CODA
es un acrónimo formado con las iniciales de los términos “Child Of Deaf Adults”,
cuya traducción vendría a significar un equivalente a “hijo de padres sordos”.
Se trata de una película amable, de buenos sentimientos, tono vitalista y
agradable visión. Una mezcla de moraleja aleccionadora y de entretenimiento
melodramático con cierto tufillo a artificialidad, pero que resulta grata al
resto de los sentidos. Pertenece a ese tipo de largometrajes familiares donde
el drama, la comedia y el sentimentalismo se alían para ofrecer al espectador
lo que espera.

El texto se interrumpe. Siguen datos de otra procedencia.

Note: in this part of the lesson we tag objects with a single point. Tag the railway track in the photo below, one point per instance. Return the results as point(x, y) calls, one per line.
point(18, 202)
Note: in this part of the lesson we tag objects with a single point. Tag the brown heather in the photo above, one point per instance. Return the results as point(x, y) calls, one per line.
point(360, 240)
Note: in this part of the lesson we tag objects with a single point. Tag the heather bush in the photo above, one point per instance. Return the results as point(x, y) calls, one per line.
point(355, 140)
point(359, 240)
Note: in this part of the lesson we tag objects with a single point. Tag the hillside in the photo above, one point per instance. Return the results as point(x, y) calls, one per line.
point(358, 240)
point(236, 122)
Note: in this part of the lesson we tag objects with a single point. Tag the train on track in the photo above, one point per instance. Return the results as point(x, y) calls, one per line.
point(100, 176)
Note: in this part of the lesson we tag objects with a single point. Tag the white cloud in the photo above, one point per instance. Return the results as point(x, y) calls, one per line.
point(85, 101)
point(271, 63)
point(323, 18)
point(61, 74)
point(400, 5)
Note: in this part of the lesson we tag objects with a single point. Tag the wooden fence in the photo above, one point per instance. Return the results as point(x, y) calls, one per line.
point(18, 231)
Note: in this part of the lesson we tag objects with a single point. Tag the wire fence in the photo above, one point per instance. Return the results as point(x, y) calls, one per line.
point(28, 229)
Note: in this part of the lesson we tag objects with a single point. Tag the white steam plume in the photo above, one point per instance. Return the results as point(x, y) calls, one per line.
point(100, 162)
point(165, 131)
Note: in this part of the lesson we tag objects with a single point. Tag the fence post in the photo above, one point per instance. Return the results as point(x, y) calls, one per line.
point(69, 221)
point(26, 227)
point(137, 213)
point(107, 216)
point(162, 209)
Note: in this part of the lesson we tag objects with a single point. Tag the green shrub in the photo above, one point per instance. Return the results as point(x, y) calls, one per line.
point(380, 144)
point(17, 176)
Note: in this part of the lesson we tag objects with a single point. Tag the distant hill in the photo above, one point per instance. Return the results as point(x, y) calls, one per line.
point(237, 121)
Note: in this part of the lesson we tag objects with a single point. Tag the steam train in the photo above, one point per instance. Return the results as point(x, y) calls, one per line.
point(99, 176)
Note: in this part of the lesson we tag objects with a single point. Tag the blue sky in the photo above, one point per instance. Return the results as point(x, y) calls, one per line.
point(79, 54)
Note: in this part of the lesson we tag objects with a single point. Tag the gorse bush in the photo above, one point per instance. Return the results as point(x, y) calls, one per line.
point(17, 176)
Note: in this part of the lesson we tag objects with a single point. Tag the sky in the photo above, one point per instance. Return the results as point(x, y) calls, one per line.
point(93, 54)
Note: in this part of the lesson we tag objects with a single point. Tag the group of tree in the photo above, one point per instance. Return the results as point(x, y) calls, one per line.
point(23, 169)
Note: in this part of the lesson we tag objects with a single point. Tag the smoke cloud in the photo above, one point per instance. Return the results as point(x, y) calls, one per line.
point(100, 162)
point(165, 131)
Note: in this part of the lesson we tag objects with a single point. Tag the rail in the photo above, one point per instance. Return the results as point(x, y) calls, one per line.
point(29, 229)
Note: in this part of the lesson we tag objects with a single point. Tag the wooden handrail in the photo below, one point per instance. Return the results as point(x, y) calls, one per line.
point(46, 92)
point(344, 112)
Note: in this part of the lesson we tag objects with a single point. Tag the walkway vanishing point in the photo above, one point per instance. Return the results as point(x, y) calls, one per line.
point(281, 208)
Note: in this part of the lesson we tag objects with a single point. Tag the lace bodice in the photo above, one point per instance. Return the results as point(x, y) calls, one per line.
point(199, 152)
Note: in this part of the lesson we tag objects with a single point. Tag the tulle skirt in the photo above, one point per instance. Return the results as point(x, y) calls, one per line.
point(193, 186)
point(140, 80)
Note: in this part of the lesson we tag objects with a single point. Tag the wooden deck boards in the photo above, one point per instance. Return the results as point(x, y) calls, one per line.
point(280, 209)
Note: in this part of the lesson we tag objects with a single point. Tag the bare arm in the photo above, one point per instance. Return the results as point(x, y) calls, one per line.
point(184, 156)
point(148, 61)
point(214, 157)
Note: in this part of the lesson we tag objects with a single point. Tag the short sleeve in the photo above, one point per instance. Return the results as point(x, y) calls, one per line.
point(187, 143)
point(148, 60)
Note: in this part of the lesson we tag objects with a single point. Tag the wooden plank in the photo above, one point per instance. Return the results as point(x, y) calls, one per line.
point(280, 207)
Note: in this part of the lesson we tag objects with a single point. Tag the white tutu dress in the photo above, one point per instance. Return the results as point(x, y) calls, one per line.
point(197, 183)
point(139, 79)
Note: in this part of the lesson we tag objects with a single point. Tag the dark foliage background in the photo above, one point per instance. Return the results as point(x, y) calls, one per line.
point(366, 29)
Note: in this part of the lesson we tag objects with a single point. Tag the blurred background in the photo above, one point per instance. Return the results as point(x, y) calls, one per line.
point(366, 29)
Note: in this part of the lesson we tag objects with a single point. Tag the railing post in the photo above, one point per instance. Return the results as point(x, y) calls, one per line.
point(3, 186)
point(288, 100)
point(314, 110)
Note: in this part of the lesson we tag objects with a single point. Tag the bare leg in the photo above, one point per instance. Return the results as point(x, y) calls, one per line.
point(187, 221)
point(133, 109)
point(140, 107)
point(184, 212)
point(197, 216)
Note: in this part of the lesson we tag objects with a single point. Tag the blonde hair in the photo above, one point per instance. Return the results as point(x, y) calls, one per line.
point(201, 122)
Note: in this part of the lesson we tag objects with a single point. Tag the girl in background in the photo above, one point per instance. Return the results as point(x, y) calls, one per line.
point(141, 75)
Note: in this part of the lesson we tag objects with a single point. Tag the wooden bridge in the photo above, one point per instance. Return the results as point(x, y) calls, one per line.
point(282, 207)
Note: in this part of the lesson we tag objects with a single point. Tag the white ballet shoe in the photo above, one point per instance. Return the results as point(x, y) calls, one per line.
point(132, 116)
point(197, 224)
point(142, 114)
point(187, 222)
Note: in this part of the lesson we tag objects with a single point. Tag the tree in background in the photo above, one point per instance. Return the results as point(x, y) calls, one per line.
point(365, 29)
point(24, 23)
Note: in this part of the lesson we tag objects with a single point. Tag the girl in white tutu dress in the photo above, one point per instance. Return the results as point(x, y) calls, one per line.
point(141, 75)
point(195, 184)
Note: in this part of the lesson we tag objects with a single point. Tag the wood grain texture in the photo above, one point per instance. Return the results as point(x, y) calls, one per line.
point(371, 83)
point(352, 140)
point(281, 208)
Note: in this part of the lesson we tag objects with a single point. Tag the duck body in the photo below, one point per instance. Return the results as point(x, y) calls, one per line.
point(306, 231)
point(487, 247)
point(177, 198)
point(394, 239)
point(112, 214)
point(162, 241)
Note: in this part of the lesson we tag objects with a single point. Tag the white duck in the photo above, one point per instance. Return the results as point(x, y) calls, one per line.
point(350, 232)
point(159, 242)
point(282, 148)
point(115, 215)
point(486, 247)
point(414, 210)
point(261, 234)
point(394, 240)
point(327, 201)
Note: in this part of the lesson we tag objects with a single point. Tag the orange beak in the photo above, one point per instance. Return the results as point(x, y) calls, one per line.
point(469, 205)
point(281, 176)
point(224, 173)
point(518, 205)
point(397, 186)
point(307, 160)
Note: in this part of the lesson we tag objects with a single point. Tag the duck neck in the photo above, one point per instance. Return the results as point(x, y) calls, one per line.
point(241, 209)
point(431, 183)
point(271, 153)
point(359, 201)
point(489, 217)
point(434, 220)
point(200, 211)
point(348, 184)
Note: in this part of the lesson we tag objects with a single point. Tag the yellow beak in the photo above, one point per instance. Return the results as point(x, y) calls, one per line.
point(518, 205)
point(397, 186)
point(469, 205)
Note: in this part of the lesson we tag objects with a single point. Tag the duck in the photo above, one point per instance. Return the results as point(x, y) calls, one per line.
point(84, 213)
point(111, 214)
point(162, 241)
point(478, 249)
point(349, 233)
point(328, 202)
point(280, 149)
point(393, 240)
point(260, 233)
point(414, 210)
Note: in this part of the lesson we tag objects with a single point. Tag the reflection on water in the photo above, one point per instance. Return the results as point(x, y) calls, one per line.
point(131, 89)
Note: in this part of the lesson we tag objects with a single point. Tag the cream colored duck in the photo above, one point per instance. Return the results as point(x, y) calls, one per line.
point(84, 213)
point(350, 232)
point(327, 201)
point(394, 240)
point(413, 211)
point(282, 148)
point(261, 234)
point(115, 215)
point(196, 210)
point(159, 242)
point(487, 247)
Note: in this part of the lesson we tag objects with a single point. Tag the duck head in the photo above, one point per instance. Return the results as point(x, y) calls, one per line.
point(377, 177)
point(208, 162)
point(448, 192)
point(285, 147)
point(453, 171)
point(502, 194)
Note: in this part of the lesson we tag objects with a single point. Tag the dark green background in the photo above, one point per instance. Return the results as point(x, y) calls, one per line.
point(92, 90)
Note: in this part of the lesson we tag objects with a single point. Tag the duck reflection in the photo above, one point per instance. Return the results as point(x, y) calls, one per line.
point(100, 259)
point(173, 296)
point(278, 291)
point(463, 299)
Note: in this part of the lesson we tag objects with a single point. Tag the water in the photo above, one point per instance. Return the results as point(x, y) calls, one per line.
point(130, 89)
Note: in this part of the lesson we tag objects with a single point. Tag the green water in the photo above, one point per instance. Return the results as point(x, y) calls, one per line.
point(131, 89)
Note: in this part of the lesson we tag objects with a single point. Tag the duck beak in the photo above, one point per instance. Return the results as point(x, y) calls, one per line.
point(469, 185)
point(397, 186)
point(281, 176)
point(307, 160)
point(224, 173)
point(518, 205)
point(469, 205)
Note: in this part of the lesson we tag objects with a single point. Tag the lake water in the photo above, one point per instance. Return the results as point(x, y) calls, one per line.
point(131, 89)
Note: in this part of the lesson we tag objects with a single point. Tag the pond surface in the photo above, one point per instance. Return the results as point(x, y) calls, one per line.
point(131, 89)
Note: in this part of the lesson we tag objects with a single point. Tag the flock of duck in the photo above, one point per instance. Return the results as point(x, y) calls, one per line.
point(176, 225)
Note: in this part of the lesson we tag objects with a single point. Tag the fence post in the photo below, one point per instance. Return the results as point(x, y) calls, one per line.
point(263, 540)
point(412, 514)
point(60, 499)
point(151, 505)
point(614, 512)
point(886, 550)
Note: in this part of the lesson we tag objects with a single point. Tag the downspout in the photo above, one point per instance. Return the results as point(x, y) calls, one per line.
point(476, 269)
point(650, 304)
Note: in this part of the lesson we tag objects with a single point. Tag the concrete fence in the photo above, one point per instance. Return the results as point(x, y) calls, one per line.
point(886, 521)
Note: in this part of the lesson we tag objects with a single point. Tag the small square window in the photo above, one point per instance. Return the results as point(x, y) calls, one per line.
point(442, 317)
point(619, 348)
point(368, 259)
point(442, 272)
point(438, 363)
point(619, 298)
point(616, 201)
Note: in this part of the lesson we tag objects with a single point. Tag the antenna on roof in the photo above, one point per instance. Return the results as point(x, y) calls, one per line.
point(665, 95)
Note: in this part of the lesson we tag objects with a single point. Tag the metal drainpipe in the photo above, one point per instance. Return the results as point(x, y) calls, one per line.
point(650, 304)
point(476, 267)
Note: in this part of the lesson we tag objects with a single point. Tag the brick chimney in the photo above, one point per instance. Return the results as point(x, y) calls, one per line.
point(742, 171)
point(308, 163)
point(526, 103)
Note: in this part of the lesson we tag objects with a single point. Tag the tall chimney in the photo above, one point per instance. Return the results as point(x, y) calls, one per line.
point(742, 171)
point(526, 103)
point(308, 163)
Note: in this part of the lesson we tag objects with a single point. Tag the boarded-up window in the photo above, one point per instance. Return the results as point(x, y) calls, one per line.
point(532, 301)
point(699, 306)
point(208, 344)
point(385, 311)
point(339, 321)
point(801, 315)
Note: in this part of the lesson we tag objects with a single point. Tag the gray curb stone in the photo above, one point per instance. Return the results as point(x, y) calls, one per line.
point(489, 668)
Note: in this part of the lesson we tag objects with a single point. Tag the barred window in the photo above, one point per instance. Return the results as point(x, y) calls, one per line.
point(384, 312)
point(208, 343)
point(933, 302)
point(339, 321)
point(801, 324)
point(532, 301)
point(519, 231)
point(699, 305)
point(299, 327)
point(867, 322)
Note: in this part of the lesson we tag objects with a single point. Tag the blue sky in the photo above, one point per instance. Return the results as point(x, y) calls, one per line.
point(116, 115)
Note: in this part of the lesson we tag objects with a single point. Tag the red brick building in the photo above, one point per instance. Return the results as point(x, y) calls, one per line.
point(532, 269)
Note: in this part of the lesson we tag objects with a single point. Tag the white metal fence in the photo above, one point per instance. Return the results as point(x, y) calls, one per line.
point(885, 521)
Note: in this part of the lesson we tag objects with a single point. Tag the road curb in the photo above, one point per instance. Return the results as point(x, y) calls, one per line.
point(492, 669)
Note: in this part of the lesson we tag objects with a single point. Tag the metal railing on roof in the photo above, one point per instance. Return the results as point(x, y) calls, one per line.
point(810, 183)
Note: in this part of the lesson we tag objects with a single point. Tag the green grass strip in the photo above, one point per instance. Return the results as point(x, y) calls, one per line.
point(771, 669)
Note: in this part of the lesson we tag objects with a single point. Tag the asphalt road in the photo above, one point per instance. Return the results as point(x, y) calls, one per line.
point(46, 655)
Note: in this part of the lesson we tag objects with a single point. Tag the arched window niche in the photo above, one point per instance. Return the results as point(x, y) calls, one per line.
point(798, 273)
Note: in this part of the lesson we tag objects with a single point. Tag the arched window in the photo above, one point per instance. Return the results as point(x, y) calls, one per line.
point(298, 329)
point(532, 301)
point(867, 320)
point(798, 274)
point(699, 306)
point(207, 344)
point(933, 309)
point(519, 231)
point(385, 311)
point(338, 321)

No sorprende, pero tampoco decepciona. Ni va más allá de las expectativas
ni se queda corta. Se torna efectiva, complaciente y con cierto tino a la hora
de remover la sensibilidad del público.
Sian
Heder, una realizadora casi debutante en la gran pantalla (aquí se enfrenta a
su segundo trabajo), pero con más bagaje en el mundo de las series televisivas,
se sitúa detrás de la cámara, demostrando su habilidad para la narrativa visual
y la dirección de actores. CODA se estrenó en el Festival de Sundance de 2021,
donde cosechó cuatro premios. A partir de ahí, el difícil camino del denominado
“cine independiente” le llevó a estrenarse directamente en plataformas en
numerosos países. Sin embargo, en el pasado agosto recaló de forma limitada en
las salas estadounidenses. Y, como ocurriera en su momento con otros aclamados
títulos como “Whiplash”, el llamado a ser un patito feo se convirtió en cisne
y, de ser un filme que ocasionalmente se proyectara en algún festival
especializado o, a lo sumo, por medio de alguna otra alternativa audiovisual,
comenzó a obtener notables críticas y reconocimientos.
De
hecho, opta a tres Oscars (película, guion adaptado y actor secundario) y a
tres BAFTAS (actriz y, también, guion adaptado y actor secundario), y tanto la
“National Board of Review” como el “American Film Institute” la ha incluido
entre las diez mejores cintas del año. Tal vez suponga un reconocimiento
excesivo para una obra que, en el fondo, no presenta tanta brillantez. Sin
embargo, a veces las sensaciones gratificantes bastan para destacar, y este
proyecto se encuentra pleno de ellas.
Una
joven es la única miembro de su familia que no padece sordera y que se puede
comunicar normalmente con los demás. Al mismo tiempo que cursa sus estudios, trabaja
con sus padres y su hermano tratando de mantener a flote el negocio pesquero
que les sustenta. Representa, pues, el único nexo de unión entre los suyos y el
mundo. Pero, buscando algún aliciente más para su vida, descubre la actividad
del canto y ese hecho lo cambia todo. A partir de entonces, brota su talento y
se enamora de un chico. Su profesor intuye algo especial en ella y la anima a
que contemple la posibilidad de entrar en una escuela de música, aunque esa
opción le alejaría de su hogar y quebraría su papel como vía de comunicación
entre su familia y la sociedad.
CODA
no ofrece nada especialmente extraordinario, pero destila grandes dosis de
optimismo y bondad. Tampoco se le puede acusar de previsible, puesto que su
pretensión no radica en sorprender. Es sencilla, que no simple. Su principal
inconveniente estriba, a mi juicio, en su peligrosa tendencia a asimilarse a
una serie convencional de televisión, si bien su capacidad para engatusar a
base de dulzura (en ocasiones, hasta empalago) y benevolencia queda fuera de
toda duda.
Dentro
del equipo artístico figura Marlee Matlin, ganadora de una estatuilla dorada de
Hollywood en 1987 por su interpretación (precisamente de una sordomuda) en “Hijos
de un dios menor”. En cualquier caso, el protagonismo recae sobre Emilia Jones,
a quien vimos de forma fugaz siendo pequeña en “One Day (Siempre el mismo día)”
y, más tarde, en “Nuestro último verano en Escocia”. Gracias a su actuación, aquí
ha podido destacar. Les acompaña Troy Kotsur (que acapara la mayoría de las
nominaciones) y el actor mejicano Eugenio Derbez, quien ya obtuvo un
considerable éxito con la más endeble “No se aceptan devoluciones”.